118. according to the system described in claim 107, and wherein, kernel software instrument includes one section of debugging routine, and it uses use The module of family definition, debugs code that is that use user-defined instruction and that can be executed by processor.

119. according to the system described in claim 118, and wherein, at least one module includes that debugged program is for referring to machine Order is decoded as the module of assembly instruction.

120. according to the system described in claim 118, and wherein, at least one module includes that debugged program is for referring to compilation Order is converted to the module of character string.

121. 1 kinds of systems being used for designing configurable processor, this system includes:

Explanation based on instruction set architecture, for producing the soft-hearted part of polykaryon of the SDK being exclusively used in this explanation Instrument；

Illustrating based on user-defined instruction set, for producing the user-defined instruction module of at least one module, it is by one Group kernel software instrument is used for realizing user-defined instruction, and wherein the hardware embodiments of processor includes for performing user The user of the instruction of definition defines instruction execution unit.

122. according to the system described in claim 121, and wherein, at least one module is implemented as dynamic link library.

123. according to the system described in claim 121, and wherein, at least one module is implemented as a table.

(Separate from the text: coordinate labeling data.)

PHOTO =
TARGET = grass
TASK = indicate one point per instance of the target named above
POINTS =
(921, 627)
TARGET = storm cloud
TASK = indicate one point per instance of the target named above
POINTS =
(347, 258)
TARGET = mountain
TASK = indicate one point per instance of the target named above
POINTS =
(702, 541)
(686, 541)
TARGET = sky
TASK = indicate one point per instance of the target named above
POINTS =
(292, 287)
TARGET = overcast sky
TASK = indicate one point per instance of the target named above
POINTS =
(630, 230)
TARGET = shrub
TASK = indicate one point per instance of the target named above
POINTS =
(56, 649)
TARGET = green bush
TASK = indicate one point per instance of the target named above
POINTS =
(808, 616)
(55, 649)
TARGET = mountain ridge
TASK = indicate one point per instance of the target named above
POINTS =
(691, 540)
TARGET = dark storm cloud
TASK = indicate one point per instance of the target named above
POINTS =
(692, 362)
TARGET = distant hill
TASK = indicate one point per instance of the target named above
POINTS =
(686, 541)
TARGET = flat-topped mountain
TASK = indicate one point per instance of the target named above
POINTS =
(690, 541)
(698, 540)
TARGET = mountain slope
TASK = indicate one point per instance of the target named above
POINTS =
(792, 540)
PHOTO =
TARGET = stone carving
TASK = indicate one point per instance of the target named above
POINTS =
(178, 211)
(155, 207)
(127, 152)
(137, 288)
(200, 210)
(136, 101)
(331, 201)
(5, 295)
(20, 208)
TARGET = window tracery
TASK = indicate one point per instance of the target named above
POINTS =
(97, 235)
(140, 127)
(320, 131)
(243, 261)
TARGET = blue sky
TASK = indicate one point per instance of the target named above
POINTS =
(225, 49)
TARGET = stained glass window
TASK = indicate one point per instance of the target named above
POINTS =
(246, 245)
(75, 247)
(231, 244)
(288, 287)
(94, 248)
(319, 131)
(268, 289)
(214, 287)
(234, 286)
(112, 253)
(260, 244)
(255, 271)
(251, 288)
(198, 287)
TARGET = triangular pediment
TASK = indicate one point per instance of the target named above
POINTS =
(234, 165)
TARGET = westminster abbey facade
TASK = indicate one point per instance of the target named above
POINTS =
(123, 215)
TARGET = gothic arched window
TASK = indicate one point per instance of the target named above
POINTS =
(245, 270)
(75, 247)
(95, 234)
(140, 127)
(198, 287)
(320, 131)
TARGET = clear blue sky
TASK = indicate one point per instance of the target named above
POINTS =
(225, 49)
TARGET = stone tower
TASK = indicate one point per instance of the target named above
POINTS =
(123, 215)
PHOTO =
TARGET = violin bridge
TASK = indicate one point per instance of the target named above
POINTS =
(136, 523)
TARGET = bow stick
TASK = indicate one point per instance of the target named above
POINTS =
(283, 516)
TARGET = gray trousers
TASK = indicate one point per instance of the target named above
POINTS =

124. according to the system described in claim 121, and wherein, least one set kernel software instrument includes one section of compiler, It uses user-defined instruction module, for that application is compiled as using user-defined instruction and can be processed The code that device performs.

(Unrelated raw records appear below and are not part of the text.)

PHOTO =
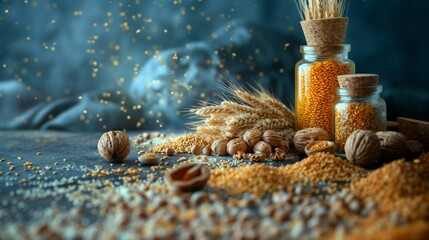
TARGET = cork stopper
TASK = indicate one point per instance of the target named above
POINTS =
(359, 84)
(322, 32)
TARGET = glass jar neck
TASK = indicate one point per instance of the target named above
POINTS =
(364, 93)
(340, 51)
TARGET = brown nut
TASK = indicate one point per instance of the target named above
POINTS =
(272, 137)
(196, 149)
(262, 147)
(252, 136)
(114, 146)
(188, 177)
(170, 151)
(308, 135)
(207, 150)
(362, 148)
(320, 146)
(235, 145)
(219, 147)
(393, 145)
(283, 145)
(148, 158)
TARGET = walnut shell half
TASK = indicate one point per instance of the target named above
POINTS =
(362, 148)
(308, 135)
(393, 145)
(114, 146)
(188, 177)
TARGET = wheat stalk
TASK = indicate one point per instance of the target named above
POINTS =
(321, 9)
(239, 108)
(230, 119)
(209, 110)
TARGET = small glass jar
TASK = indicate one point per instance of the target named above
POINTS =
(316, 83)
(354, 109)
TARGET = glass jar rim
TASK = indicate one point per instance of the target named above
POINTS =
(338, 48)
(360, 91)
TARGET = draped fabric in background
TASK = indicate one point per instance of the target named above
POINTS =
(100, 65)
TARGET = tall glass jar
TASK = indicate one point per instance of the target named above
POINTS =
(316, 83)
(359, 108)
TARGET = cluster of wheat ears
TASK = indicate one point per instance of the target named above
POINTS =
(243, 110)
(321, 9)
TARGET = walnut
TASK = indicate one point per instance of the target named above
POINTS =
(148, 158)
(257, 157)
(114, 146)
(283, 145)
(393, 145)
(236, 145)
(252, 136)
(279, 154)
(240, 155)
(207, 150)
(320, 146)
(170, 151)
(219, 147)
(362, 148)
(196, 149)
(188, 177)
(262, 147)
(271, 137)
(308, 135)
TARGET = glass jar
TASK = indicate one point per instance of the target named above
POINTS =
(355, 109)
(316, 83)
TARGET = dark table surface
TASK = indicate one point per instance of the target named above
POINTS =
(55, 185)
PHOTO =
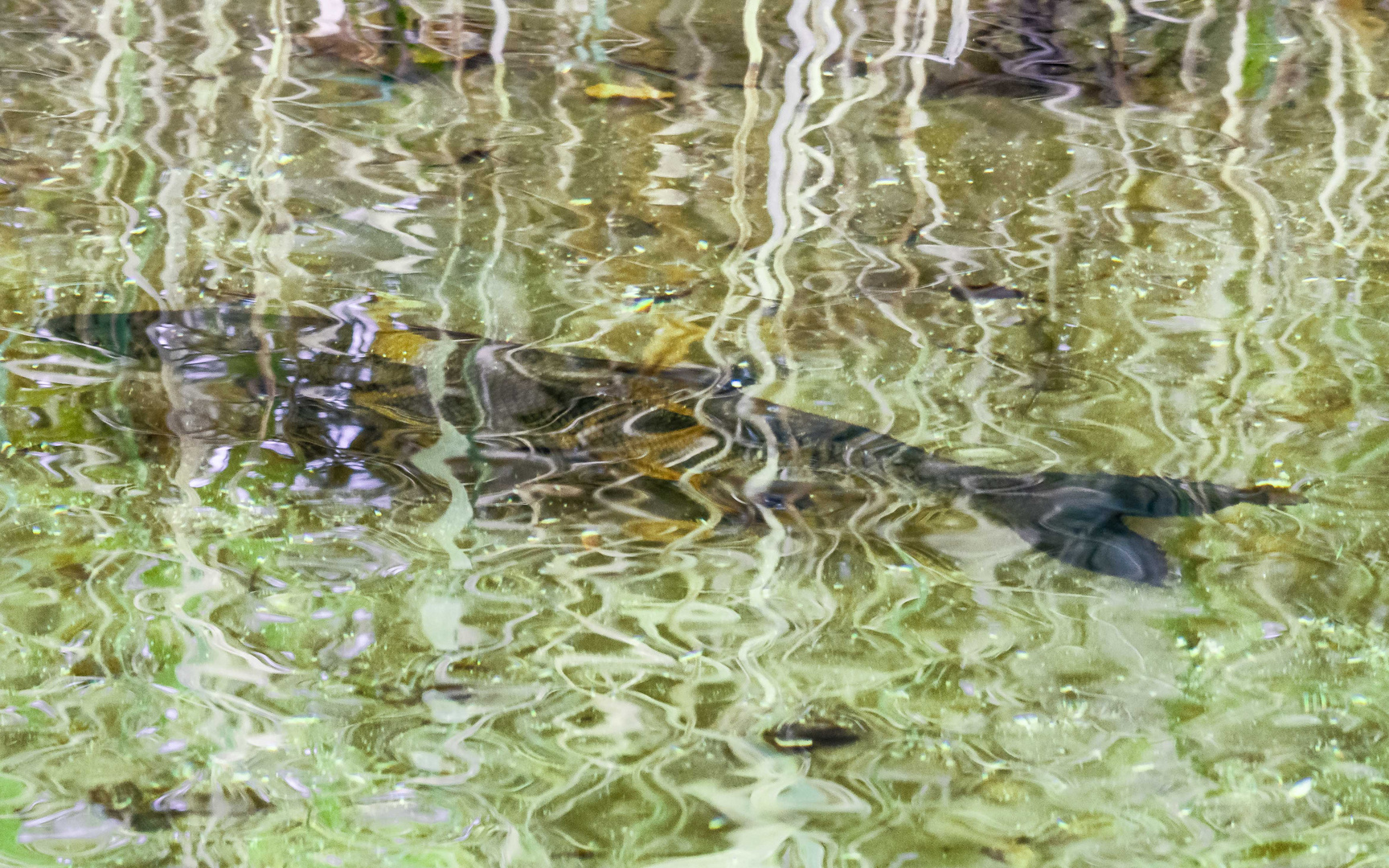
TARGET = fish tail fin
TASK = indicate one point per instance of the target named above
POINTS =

125. according to the system described in claim 124, and wherein, at least one module includes by compiler for fixed to user The module that the instruction of justice is compiled.

126. according to the system described in claim 121, and wherein, least one set kernel software instrument includes a paragraph assembly program, It uses user-defined instruction module, for will apply that compilation is the user-defined instruction of use and can be processed The code that device performs.

127. according to the system described in claim 126, and wherein, at least one module includes by assembly program for the language that will collect Speech command mappings is the module that user defines instruction.

128. according to the system described in claim 121, and wherein, least one set kernel software instrument includes one section of instruction-set simulation Program, the code can being executed by processor for simulation.

129. according to the system described in claim 128, wherein, at least one module include one be modeled program for The module performing to be simulated of family definition instruction.

130. according to the system described in claim 129, and wherein, the module that the program that is modeled uses includes for defining user The data that instruction is decoded.

131. according to the system described in claim 130, wherein, when instruction can not be decoded as predefined instruction, and this mould Plan program uses a module, and the instruction to using this simulation program module is decoded.

132. according to the system described in claim 121, and wherein, least one set kernel software instrument includes one section of debugging routine, It uses user-defined module, adjusts code that is that use user-defined instruction and that can be executed by processor Examination.

133. according to the system described in claim 132, and wherein, at least one module includes

One debugged program for being decoded as the module of assembly instruction by machine instruction.

134. according to the system described in claim 132, and wherein, at least one module includes that a debugged program will be for converging Compile instruction and be converted to the module of character string.